Das Elend kommt immer überraschend. Jedenfalls ist es bei mir so. Ekelhaft selbstbewusst steht der ungebetene Besuch dann vor der Tür, hübsch zurechtgemacht wie für den Sonntagsspaziergang. Wenn mein Elend eine Gestalt hätte, dann käme es als kleines Mädchen mit langen blonden rot beschleiften Zöpfen und einer Zahnspange daher. Immer genau dann, wenn ich es am wenigsten gebrauchen kann. Aber das ist nur meine Meinung, und die interessiert das Elend nicht. Die Kleine würde gehäkelte Strümpfe an dünnen Beinen tragen, die sich an den Knien fast berühren. Ihr Blick träfe mich mitten ins Herz; sie würde ihre schmalen Brauen über den viel zu großen leuchtenden Augen kummervoll zusammenziehen und mir dann in einer blitzschnellen Bewegung ihren Ranzen auf den Kopf hauen.
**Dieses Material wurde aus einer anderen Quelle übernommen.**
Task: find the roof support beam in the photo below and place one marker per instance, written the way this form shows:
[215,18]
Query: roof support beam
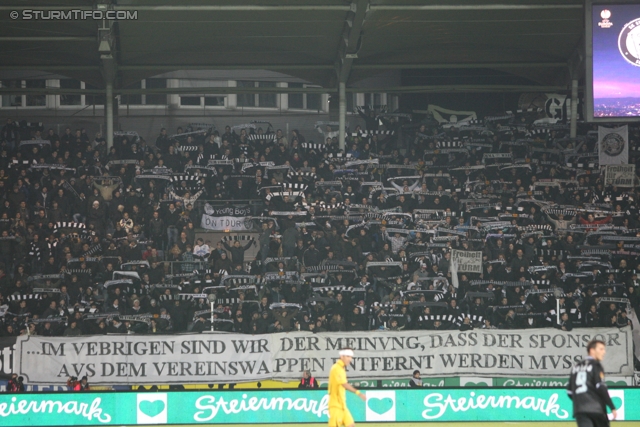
[351,38]
[48,39]
[225,90]
[460,7]
[45,67]
[234,8]
[168,68]
[460,66]
[196,8]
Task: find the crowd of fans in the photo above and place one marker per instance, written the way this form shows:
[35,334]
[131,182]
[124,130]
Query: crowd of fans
[349,240]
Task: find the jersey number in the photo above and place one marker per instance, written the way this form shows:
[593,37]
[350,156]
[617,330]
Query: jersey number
[581,382]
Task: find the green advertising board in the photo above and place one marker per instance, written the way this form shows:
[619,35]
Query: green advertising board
[295,406]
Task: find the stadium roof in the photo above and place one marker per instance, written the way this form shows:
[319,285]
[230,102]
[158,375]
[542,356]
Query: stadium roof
[503,45]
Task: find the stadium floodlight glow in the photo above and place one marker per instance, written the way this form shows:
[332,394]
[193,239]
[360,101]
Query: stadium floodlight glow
[612,45]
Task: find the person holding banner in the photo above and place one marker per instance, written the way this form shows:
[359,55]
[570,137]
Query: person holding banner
[339,415]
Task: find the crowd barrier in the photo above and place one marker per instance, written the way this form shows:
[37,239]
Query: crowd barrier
[296,406]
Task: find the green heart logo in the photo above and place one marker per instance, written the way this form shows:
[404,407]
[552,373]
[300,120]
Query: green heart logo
[616,383]
[478,384]
[617,402]
[151,409]
[380,406]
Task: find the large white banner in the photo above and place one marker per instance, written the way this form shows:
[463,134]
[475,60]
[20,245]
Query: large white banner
[224,358]
[468,261]
[620,175]
[613,145]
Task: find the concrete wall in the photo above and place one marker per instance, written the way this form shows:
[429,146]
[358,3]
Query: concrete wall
[147,122]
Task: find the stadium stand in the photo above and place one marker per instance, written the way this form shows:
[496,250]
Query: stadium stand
[348,241]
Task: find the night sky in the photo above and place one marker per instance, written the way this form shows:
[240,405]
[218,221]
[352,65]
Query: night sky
[613,76]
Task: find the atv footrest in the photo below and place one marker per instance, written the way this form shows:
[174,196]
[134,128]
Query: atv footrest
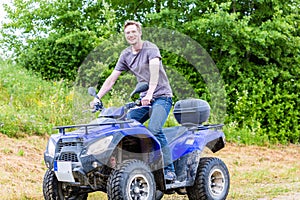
[179,184]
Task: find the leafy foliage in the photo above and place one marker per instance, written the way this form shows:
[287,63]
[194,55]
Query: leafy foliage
[55,37]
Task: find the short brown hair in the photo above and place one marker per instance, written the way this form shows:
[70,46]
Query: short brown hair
[131,22]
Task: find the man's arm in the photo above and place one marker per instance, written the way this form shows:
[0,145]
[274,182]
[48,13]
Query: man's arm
[154,75]
[108,83]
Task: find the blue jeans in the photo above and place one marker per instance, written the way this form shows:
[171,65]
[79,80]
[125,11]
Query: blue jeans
[158,115]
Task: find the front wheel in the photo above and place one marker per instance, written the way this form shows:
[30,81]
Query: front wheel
[132,180]
[53,189]
[212,181]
Peng. All ihre Schulbücher würden wie dicke Wackersteine die Treppe vor meiner Tür hinunterpurzeln, und während ich langsam zu der Erkenntnis käme, dass das Elend wieder da ist, würde das unwirkliche Kind summend an mir vorbeischlüpfen, in mein Wohnzimmer hopsen und sich apfelkauend auf mein Sofa lümmeln. Und während ich gegen die Tränen ankämpfte, würde mir das Elend frech ins Gesicht grinsen und dabei mit Fistelstimme wispern:
»Da bin ich also. Und so schnell wirst du mich nicht wieder los.« Und dann würde dieses Monstrum dort sitzen bleiben, einen ganzen Monat lang oder noch länger, und würde mich dabei beobachten, wie ich mich entliebe.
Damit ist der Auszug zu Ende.